И Юра клятвенно обещал, что выучит всё. Выучит, выучит, только сперва забежит к Стёпке похвастаться новым диском, который они с дедом только что купили. После — принесёт Муське немного еды. Она пару дней назад окотилась — ей и трём её «деткам» надо хорошо кушать. Однако деду о своих планах Юра не говорил. А то будет ворчать, скажет, нечего тут всяких кошек подкармливать, сами, мол, живём не по-буржуйски. А к друзьям-товарищам надо забегать после того, как сделаешь уроки, а не до. Делу — время, потехе — час.
Ступеньки эскалатора тем временем начали сглаживаться, поднимая деда и внука наверх, на свет Божий. Впрочем, о Божьем свете лучше с дедушкой не говорить. Дедушка в Бога не верит, говорит, религия — опиум для народа.
После эскалатора, поднявшись по широкой лестнице, они оказались в просторном вестибюле Курской-кольцевой. Дедушка вдруг остановился и повернул голову в сторону круглой арки с колоннами, где под куполом сверкала золотыми буквами надпись: «Нас вырастил Сталин на верность народу…»
— Вот молодцы ребятки! — воскликнул дедушка. — Наконец-то её вернули! А то молодёжь скоро совсем забудет, кому мы все обязаны. Кабы не Сталин — разве бы мы победили в войне? Чёрта с два!
— Деда, а Марья Дмитриевна говорит, что Сталин много людей пострелял. Просто так.
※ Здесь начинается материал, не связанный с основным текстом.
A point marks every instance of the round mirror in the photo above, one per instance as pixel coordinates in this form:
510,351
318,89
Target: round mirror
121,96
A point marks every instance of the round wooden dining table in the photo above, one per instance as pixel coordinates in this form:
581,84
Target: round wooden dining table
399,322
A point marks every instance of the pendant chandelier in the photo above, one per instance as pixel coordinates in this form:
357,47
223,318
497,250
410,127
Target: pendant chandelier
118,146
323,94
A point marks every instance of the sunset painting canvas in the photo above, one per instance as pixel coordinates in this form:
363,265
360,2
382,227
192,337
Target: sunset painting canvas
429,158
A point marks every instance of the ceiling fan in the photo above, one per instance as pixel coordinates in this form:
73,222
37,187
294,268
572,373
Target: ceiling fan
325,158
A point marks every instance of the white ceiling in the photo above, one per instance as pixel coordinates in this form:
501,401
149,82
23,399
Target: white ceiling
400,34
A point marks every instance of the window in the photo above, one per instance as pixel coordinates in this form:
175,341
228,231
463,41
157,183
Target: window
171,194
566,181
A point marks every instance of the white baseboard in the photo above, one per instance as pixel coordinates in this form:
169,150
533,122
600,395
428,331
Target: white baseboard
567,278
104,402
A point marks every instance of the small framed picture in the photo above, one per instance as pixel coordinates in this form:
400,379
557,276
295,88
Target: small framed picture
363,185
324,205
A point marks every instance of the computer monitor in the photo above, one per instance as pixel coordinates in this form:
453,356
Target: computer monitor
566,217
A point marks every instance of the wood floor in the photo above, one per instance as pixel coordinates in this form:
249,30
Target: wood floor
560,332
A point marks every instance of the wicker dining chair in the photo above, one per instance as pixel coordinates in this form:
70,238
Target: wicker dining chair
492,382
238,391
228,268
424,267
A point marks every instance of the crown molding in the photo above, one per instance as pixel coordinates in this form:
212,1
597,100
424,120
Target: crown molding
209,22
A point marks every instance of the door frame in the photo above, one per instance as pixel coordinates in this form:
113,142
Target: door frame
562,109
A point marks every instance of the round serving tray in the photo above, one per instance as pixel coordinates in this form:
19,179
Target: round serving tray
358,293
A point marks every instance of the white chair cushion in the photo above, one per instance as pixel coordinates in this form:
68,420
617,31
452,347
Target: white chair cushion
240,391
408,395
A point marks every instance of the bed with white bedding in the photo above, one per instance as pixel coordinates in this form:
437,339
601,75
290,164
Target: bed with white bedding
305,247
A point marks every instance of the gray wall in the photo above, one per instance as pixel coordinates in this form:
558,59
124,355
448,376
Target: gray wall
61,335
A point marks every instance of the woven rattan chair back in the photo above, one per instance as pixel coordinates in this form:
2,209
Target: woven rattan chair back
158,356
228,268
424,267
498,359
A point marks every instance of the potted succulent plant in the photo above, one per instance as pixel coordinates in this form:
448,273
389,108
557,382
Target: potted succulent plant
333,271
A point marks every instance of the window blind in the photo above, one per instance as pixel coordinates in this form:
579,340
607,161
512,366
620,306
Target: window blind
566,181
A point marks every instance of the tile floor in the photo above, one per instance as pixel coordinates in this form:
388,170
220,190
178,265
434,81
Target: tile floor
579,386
Внезапно лицо дедушки сделалось злым. Да таким, что Юра невольно отшатнулся.
— Просто так?! — заорал он на всю станцию. — Я ей, стерве, покажу «просто так»! Продалась забугорным, Отца Народов хает за их денежки! Проститу…
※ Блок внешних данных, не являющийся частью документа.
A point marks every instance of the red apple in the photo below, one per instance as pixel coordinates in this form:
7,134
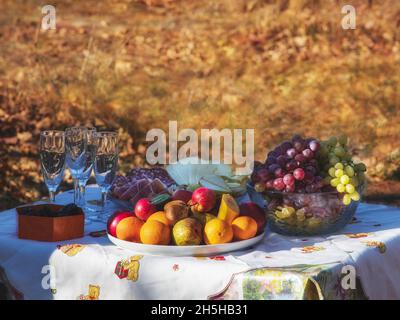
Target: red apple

Так же внезапно дед замолчал, побледнел, как мел и схватился за сердце. Юре при виде этого стало ещё страшнее.
— Деда! Что с тобой? Тебе плохо?
— Ничего, пройдёт, — прошептал дед слабым голосом, глотая воздух.
Казаться бодрым ему не очень-то удавалось. В полной растерянности Юра принялся оглядываться вокруг: может, кто-то сумеет помочь? Но люди помогать не спешили. Вид старика, стоявшего посреди зала, вызывал у них только недовольство. Никто не видел (или не хотел видеть), что у него явно что-то с сердцем.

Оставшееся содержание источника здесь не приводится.